Report Principles Of Operation Of An Os

Published Date: 02 Nov 2017

Multiprocessor Systems are known as parallel or tightly coupled systems. They are different than single processor systems because they have two or more processors in close communication often sharing the computer bus and more importantly the clock, memory and peripheral devices of the computer. Such operation has some distinct advantages over single processor systems which are:

Increased throughput: Increased number of processors allow for an increase of performance in the system. Although the performance gain isn’t additive, because we have to worry about keeping different parts working correctly, as well as competition for the same recourses lead to a gain but not one which the user would expect.

Economy of scale: Using multiprocessors we can save a significant amount of money, by having the system share mass storage, peripherals and power supplies. If a significant amount of programs use the same set of data, it would be cheaper to have one disk and share the data, than having different computers with single processors having to copy data on their own disk.

Increased reliability: If we can share the functions correctly among the processors the failure of one, would not stop the system, it would only slow it down. Thus by having two or more processors, the system would still continue operation.

The operating system is generally accepted as the software you receive when you buy a computer; however that concept is no longer true, as several extra applications are already installed on a computer that you buy, and vary greatly between OS. Thus the most correct notion of what is an OS is that the OS is the only program running all of the time on a computer (known as the kernel). Applications usually provide extra functionality, and they cannot be an integral part of the OS. A web browser is not necessary for an OS to work properly, even though many OS have it as part of them now. An OS needs only the absolutely necessary programs to run, and by using different applications we can increase functionality.

When a computer starts it needs an initial program to run with, typically called bootstrap program. This program is pretty simple and it’s stored in ROM. The bootstrap loads the OS and start executing it, by loading the kernel into memory and waits for an event to happen. Then an interrupt from the hardware or the software occurs signalling the event that was expected. Hardware can trigger an interrupt by sending a signal to the CPU from the system bus. Software can execute an interrupt by using a system call. Then the CPU stops what it is doing and transfers execution to the location containing the starting address where the service routine for the interrupt is located. On completion the CPU continues the interrupted execution. //enough for interrupts?

Structural Organization

Monolithic structure: This structure is mostly used by systems that are small and simple, mostly limited systems that go beyond their original scope. They are written to provide the most functionality in the least amount of space. A typical example is MS-DOS with a picture of the structure below.

Image courtesy of Operating Systems Concepts.

Because the interfaces are not well separated applications programs can access the basic I/O routines and write directly to the disk or the display. Freedom like that leaves the system vulnerable to malicious applications, in some cases causing the system to crash. However MS-DOS was limited in this respect by the hardware of the era, for example the Intel 8088 did not offer dual-mode or hardware protection. Another example is the UNIX kernel which provides the file system, CPU scheduling, memory management and many more OS functions through system calls. That is an exorbitant amount of functionality combined into one level.
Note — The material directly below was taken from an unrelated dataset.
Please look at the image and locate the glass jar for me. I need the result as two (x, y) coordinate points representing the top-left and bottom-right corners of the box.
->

The monolithic structure was very difficult to implement and to provide maintenance.

Layered Approach: This approach divides the OS into different layers or levels. This in turn allows the OS to retain a greater amount of control over the programs that use the computer. Also implementers have more freedom to change the system and programmers can implement low level methods more easily. A layered approach leaves the different layers only able to invoke operations on lower level layers, and their methods only being able to be invoked by higher level layers. The main advantage this approach has is simplicity of construction and debugging. The layers only have access to functions on lower level layers. When the first layer is debugged and a bug is found on a higher level layer it is assumed that the bug is on that particular layer because the layers below are debugged. Ergo the design and implementation are simplified. And because a layer does not need to know how different operations are implemented on lower level layers it can hide different data structures and operations from higher level layers.

However there are some problems with this approach. Firstly the definition of different layers is crucial because a layer can only use lower level layers. An example from the Operating System Concepts is this: "the device driver for the backing store must be at a lower level than the memory management routines, because memory management requires the ability to use the backing store." This is a major difficulty that must be considered. Also the layered approach is less efficient than other types. When a user application executes a basic I/O instruction, the system call has to pass through all the layers to reach the hardware and each pass adds overhead, and in turn this takes longer on the layered systems than non-layered systems.

Microkernel Approach: This approach removes all the unnecessary components from the kernel and adds them as system programs or user-level programs, the end result being a smaller kernel. These kernels provide minimal process and memory management and a communication facility. The communication facility is between client space and different services that are running in the user space. Communication is provided by ‘message passing’. The client programs and service interact indirectly by exchanging messages with the microkernel. One benefit of the microkernel is that it is easy to extend an OS. Every new service is added to the user space with no modifications to the kernel, and if the kernel needs to be modified there are fewer changes because it is a smaller kernel. Furthermore the microkernel approach provides more security and reliability. As most services are running as user, if a service fails the OS can continue to work with no problems. Nevertheless the microkernel can suffer from performance issues, due to the increased system function overhead.